Yes of course. I tried everything I could think of. I power cycled it, I pulled the power cord and cycled it again, I hit the reset button, I removed all extraneous connections (LAN, etc.), I tried holding down the F2 key during boot, I tried hitting the F2 key intermittently during boot, etc. etc. Nothing worked.
> Also did you ever get the bootloader press a key for menu 3-2-1 countdown ?
No. It seemed like it never even got to the boot sequence out of the BIOS. Normally as it goes through the boot sequence the BIOS puts up two-letter codes in the lower right corner of the screen, to denote where it is in the sequence. I saw none of those. It just went straight to a black screen and a flashing cursor in the upper left hand corner.
Can you please contact Intel about this, since you never even got to the BIOS POST this feels like a hardware issue (or bad hardware OS interaction) to me.
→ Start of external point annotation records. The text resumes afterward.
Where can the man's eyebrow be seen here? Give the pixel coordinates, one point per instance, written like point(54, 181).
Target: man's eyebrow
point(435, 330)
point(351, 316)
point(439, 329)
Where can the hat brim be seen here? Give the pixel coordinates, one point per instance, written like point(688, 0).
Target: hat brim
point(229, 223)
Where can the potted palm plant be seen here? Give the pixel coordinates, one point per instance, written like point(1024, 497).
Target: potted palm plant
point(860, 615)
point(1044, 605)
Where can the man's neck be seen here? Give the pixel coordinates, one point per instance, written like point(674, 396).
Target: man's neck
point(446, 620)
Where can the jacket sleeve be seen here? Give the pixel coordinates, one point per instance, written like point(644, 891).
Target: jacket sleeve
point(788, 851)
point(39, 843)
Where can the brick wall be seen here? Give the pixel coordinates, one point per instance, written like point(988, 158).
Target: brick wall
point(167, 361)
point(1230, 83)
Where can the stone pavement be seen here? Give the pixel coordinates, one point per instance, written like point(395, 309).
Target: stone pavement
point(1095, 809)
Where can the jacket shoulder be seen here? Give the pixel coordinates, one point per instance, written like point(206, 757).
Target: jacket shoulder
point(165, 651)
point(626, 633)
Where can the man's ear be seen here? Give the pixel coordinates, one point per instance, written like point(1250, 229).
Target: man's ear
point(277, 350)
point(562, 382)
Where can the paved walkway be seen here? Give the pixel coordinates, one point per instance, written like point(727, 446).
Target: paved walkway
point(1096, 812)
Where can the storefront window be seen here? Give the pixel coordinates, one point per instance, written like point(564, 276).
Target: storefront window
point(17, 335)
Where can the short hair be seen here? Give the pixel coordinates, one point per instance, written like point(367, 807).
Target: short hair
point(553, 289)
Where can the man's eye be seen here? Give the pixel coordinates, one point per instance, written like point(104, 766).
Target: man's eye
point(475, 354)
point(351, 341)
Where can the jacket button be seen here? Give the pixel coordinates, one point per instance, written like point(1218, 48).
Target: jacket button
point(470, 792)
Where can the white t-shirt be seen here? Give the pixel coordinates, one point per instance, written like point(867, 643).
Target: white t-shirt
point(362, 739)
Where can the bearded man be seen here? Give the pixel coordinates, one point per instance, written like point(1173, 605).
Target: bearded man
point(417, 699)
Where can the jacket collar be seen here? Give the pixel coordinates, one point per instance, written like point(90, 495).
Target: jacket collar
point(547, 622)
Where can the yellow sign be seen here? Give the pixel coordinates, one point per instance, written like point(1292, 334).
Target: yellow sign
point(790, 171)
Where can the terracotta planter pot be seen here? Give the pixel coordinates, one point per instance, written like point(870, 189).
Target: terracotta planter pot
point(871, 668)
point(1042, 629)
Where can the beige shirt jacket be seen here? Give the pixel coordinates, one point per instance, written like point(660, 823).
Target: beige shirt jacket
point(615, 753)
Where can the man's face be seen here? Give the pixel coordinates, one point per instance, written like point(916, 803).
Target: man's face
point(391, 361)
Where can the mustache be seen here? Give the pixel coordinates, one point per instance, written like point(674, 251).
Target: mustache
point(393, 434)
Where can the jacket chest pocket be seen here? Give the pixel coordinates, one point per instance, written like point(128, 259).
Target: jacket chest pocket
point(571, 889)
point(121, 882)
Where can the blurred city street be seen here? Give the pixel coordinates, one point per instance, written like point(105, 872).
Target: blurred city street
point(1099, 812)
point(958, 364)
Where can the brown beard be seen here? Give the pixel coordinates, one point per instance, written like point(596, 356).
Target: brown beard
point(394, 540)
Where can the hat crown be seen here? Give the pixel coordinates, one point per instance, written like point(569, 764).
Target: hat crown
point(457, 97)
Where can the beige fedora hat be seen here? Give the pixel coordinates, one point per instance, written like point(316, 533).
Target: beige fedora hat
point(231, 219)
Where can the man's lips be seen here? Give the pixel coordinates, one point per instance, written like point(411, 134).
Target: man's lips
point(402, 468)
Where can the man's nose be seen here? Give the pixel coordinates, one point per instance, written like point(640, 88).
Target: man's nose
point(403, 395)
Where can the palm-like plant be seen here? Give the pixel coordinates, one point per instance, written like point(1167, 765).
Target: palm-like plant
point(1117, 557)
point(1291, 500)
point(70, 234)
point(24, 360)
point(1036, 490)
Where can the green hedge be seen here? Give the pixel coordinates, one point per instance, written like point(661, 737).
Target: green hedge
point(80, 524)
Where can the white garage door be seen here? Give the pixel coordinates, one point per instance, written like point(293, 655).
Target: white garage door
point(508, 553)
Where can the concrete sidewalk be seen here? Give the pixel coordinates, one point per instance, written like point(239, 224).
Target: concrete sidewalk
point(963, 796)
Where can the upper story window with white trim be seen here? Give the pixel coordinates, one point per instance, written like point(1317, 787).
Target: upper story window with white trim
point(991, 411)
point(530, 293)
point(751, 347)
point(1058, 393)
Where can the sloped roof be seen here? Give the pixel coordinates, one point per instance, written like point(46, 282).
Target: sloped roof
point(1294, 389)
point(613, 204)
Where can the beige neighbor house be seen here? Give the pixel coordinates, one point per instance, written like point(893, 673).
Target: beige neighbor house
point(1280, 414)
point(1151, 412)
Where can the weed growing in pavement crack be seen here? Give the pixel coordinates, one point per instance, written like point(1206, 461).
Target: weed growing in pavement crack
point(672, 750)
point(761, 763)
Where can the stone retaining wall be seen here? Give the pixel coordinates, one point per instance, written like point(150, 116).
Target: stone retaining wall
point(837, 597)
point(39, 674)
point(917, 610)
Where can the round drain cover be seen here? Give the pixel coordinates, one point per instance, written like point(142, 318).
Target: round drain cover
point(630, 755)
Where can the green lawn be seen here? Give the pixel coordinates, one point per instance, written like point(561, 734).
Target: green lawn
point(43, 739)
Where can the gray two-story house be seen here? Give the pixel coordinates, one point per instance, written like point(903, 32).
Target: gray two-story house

Intel is pretty serious about Linux support these days. If you don't manage to get a serious response from them let me know and I'll see if I can get some input from them.
Yes I will follow up with Intel.
Is there still a Fedora 11 problem here? Isn't it failing to detect my AHCI and installing IDE drivers instead?
(In reply to comment #4)
> Yes I will follow up with Intel.
> Is there still a Fedora 11 problem here? Isn't it failing to detect my AHCI
> and installing IDE drivers instead?
There might be, but in my experience F-11 will happily work with either native
SATA or AHCI driver. I've toggled AHCI on/off in the BIOS on multiple machines
and F-11 just keeps on working both when going from no AHCI -> AHCI and the otherway around.
So given that with AHCI left enabled the system wouldn't even get to POST, until
we know more there is nothing we can do.
RESOLVED. I cannot reproduce the behavior now and Fedora 11 is installing fine.
I fixed it by (1) upleveling the BIOS and (2) deleting all partitions on the hard drive and re-doing the install.
It's one of two things that caused this.
1) Downlevel BIOS which I upgraded. (I don't think it's this.,)
2) I had the boot drive on SATA port 1. I switched it to SATA port 0.
Or it could have just been something transient.